1. ## IVP, slightly confused

This in my opinion should be easy. I'm just not sure why it isn't.

Consider the initivial Value problem dy/dx = sin(y)

subject to Initial conditions y(X)=Y

Where X and Y are constants.

It asks us to determine the ODE's isoclines and sketch its direction field in the range x betwen [-2,2]

I normally breeze through IVP problems. But this one has me confused

normally you set y'=c a constant, to set against constant slopes

then re-arrange to leave yiso= a function

but in this case c=sin(y)

therefore yiso=sin-1(c)

which can't be what we want is it?

2. Yes, that's exactly what you want. Since y'= f(y), with no "x", isoclines are horizontal lines, in this case, y= $\displaystyle sin^{-1}(c)$.

3. Originally Posted by HallsofIvy
Yes, that's exactly what you want. Since y'= f(y), with no "x", isoclines are horizontal lines, in this case, y= $\displaystyle sin^{-1}(c)$.
Hmmm never had a question like this, so how would i go about marking the direction field?

It says drawing the isoclines corresponding to the slopes -1,0 and +1 should suffice to draw the direction field.

Any idea what I am looking at integral curves? sorry this question has me doing this

4. o and thanks

5. I presume you are looking at direction fields because the problem told you to!

In any case, if you are to draw "isoclines corresponding to the slopes -1,0 and +1", then you should draw (light) vertical lines at $\displaystyle sin^{-1}(-1)$, $\displaystyle sin^{-1}(0)$, and $\displaystyle sin^{-1}(1)$. Note that will be more than 3 lines! For example, sin(y)= 0 for y= 0, $\displaystyle \pi$ $\displaystyle -\pi$, $\displaystyle 2\pi$, etc. At a number of points on those lines, draw short horizontal (slope= 0) line segments. sin(y)= 1 at y= $\displaystyle \pi/2$, $\displaystyle -3\pi/2$, $\displaystyle 5\pi/2$, etc. Draw several short line segments on those vertical lines with slope 1. Similarly, sin(y)= -1 for y= $\displaystyle -\pi/2$, $\displaystyle 3\pi/2$, $\displaystyle 7\pi/2$, etc. Draw short line segments on those vertical lines with slope -1. Those short line segments represent the "direction field".

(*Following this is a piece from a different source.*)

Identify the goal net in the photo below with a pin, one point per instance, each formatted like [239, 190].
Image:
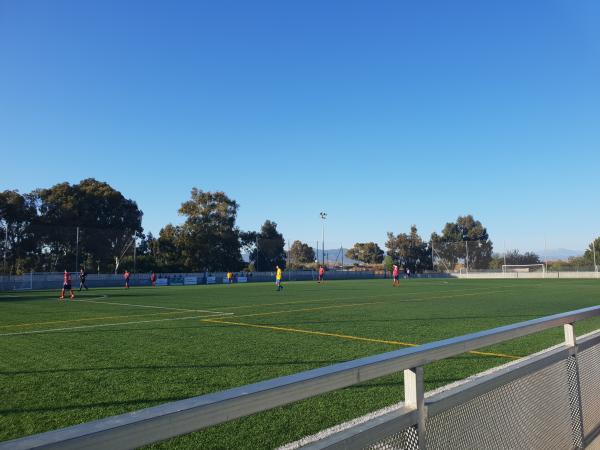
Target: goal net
[523, 268]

(By the way, this really has nothing to do with an "initial value problem" because no "initial value" is given. And, anyway, the distinction between an "initial value problem" and a "boundary value problem" is only relevant for equation of higher order than 1.)

6. So my diagram should have isoclines that are horizontal defining teh slopes of

y=

And then also light vertical lines at the points where the slopes equals -1,0 and +1?

but surely a vertical line

sin(y)= 0 for y= 0, ,

at that point will go through all of them. what with them being y co-ordinates?